The walls of the office - location kept secret - are decked with elaborate posters showing Russian suspects and harrowing crime scenes. On a four-screen monitor in his office, Mr Kobylev shows a horrific 3D display of the mass grave discovered at Izium after Russian troops fled: of 448 bodies exhumed, 420 were civilians.

"Our job is extremely important," he says. "The enemy wants to enter our homes, they want to kill and to loot. We have to fight it.

"I don’t know what to say about the attitude of the Russian Federation, their soldiers," he says. "It’s inhuman, in terms of attitude and behaviour. They know they’re hitting civilian infrastructure and that they’re killing civilians. They don’t stop."

"God forbid, if they invade, the people here will tear them apart with their bare hands."

By last summer, the Ukrainian Prosecutor General's Office had documented more than 150,000 alleged war crimes and submitted over 500 indictments to Ukrainian courts under the country’s criminal code. The courts have sentenced more than 100 Russian military officials in absentia.

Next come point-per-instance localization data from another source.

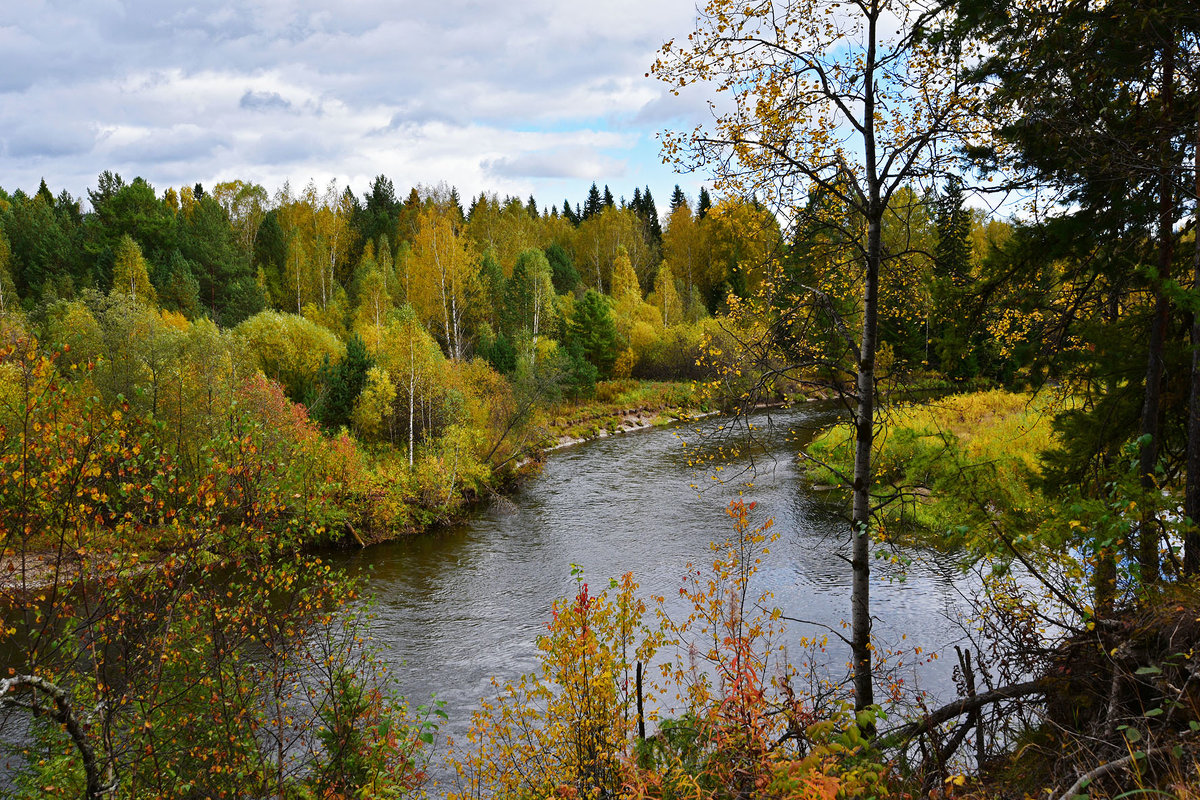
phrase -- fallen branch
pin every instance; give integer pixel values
(959, 708)
(97, 785)
(1111, 767)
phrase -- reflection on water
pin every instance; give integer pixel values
(460, 606)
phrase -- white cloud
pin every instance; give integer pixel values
(533, 96)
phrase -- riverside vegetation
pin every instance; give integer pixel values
(199, 385)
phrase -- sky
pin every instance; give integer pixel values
(521, 97)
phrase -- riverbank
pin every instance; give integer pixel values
(948, 462)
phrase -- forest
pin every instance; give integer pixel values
(204, 388)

In Kharkiv, as in other regions, the hope is that a body of indictments will end up at the embryonic International Centre for the Prosecution of the Crime of Aggression against Ukraine (ICPA), established by the EU on the basis that Russia is not a signatory to the International Criminal Court (ICC).

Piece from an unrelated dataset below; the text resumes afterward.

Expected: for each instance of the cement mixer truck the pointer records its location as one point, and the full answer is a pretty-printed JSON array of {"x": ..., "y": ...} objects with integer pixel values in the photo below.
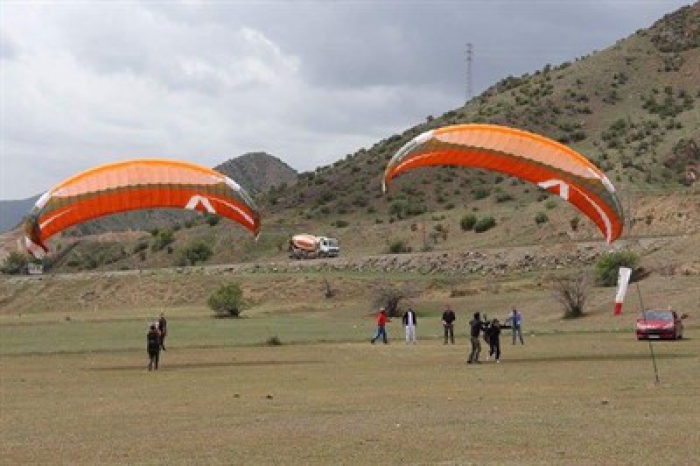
[{"x": 310, "y": 247}]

Olexander Kobylev, regional war crimes investigator
Olexander Kobylev, regional war crimes investigator

"It's very hard to prove the guilt of the perpetrators," says Natalia Zubar, the citizen war crimes investigator in Kharkiv. "Ultimately our objective is justice. It’s justice for the victims, justice for the country as whole, because a democratic Ukraine cannot be built without the sense of justice, and no war can end without a sense of justice."

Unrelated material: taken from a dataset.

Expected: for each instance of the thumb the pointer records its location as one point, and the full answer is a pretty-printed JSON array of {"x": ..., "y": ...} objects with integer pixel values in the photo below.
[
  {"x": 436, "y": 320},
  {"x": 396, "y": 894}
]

'We were a nation - and we remain a nation'

Today, Kharkiv operates on a surreal equilibrium. People have returned, shops are open, restaurants are busy enough, even if they close early.

Yet, the skies echo with air-raid sirens every hour, Russia casually kills civilians in their apartment blocks (there were 318 air attacks last year), and cheap but deadly fibre-optic drones (difficult to jam electronically) are getting so close that the authorities are having to erect dozens of kilometres anti-drone nets to create safe road corridors for citizens and logistics.

"Russian forces are now able to conduct fiber-optic [drone] strikes against Kharkiv City itself," the Institute for the Study of War (ISW) reported this week.

"Such increases in fiber-optic [drone] range will also allow Russian forces to harass civilian populations in Kharkiv City, similarly to how Russian forces have been using tactical drones to make life near the frontline untenable for civilians."

Drone cemetery in Kharkiv, Ukraine
A drone cemetery in Kharkiv

The residents of Kharkiv metabolise such realities with grim determination; indeed, the country as a whole has been marking the fourth anniversary of Putin’s war with a blend of anguish and defiance.

"We were a nation - and we remain a nation," historian Yaroslav Hrystak told Ukrinform, an online media, this week.

"The only difference is that before 24 February, 2022, somewhere deep down, we still doubted it. Today, that doubt is gone. In philosophy, there is the concept of a 'thing-in-itself.’ It applies to social phenomena as well: sometimes a community exists without fully recognizing its own existence - until something transformative occurs.

"In essence, we have moved from existing ‘in ourselves’ to existing ‘for ourselves.’ And that is a colossal change."

Antonina Radievskaya, the principal ballerina who plays the tragic, eponymous heroine in Giselle, dismisses talk that Moscow will persist until it captures Kharkiv, so tantalisingly close to the Russian border.

"I’ve never had such thoughts, neither then nor today," she tells me. "Kharkiv is powerful. We won’t let anyone invade, we’ve already shown that. God forbid, if they invade, the people here will tear them apart with their bare hands."